傘をさして歩く人たち=25日午前、大分市中心部

 九州北部が梅雨入りして二十五日で十五日目。梅雨に雨が降るのは当たり前だが、今年は平年に比べて、二倍を超える雨が降っており、降水量の多い梅雨となっている。

 大分地方気象台によると、今月五日から二十四日まで二十日間の降水量は▽日田市椿ケ鼻 七五一・五ミリ▽竹田 五〇七ミリ▽玖珠 四八一・五ミリ▽由布市湯布院 四八〇・五ミリ▽大分 三四三ミリ―と各地とも平年の二倍前後。竹田は二・四倍になっている。
 梅雨と言えば、始めは長雨が降り続き、後半から終わりにかけてまとまった雨が降る―という印象が強いが、「今年は梅雨前線が九州付近に停滞し、大気の状態が不安定なため、短時間に大量の雨を降らせている」と同気象台。
 特に大雨・洪水警報や注意報を出すときの目安となる土壌雨量指数は、一度水を含むと下がりにくい。

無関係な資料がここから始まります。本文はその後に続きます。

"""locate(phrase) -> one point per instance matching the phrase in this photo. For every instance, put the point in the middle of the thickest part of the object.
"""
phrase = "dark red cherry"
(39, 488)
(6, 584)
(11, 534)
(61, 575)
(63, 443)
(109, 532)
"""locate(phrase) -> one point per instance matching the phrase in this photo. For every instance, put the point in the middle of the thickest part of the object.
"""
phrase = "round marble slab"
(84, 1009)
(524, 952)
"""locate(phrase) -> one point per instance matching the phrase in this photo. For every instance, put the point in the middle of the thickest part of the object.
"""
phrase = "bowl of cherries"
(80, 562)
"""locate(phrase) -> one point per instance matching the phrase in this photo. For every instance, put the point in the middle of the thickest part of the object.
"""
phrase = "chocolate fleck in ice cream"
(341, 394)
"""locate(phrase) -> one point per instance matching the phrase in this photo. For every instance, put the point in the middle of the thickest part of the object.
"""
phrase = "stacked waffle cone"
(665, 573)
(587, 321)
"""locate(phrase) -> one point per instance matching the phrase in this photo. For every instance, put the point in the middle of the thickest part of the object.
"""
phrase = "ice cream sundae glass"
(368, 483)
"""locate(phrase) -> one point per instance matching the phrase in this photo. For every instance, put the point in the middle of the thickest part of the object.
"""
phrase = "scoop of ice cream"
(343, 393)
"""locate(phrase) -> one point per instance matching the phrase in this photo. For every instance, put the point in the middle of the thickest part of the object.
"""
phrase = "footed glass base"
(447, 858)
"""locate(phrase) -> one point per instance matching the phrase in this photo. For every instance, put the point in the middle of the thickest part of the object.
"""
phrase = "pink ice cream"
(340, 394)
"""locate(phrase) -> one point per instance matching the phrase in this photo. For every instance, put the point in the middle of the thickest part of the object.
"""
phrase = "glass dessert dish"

今までの雨で地盤が緩んでおり、今後、少量の雨でも土砂災害になりやすいので、注意が必要という。
 雨が多いため、日照時間も平年の三分の一程度と少なくなっている。このまま雨や曇りが続くと、心配されるのが農作物への影響。県研究普及課は「この後一週間程度、雨が続けば、実のつき具合など農作物の生育に影響が出てくる」と話す。
 二十五日の夜から二十六日の朝にかけてまとまった雨が降る見込み。台風6号の進路によっては、週末にかけて大雨も予想される。
 平年の梅雨明けは、七月十八日。まだしばらくは梅雨空と付き合うことになりそう。

 土壌雨量指数
 雨が土壌中にどれくらいたまっているか表す指数。これまでの「24時間雨量」に代わって、川の流域で降った雨が、川に流れ込んだ量を示す「流域雨量指数」とともに、大雨・洪水警報や注意報の指標として、5月28日から新たに導入された。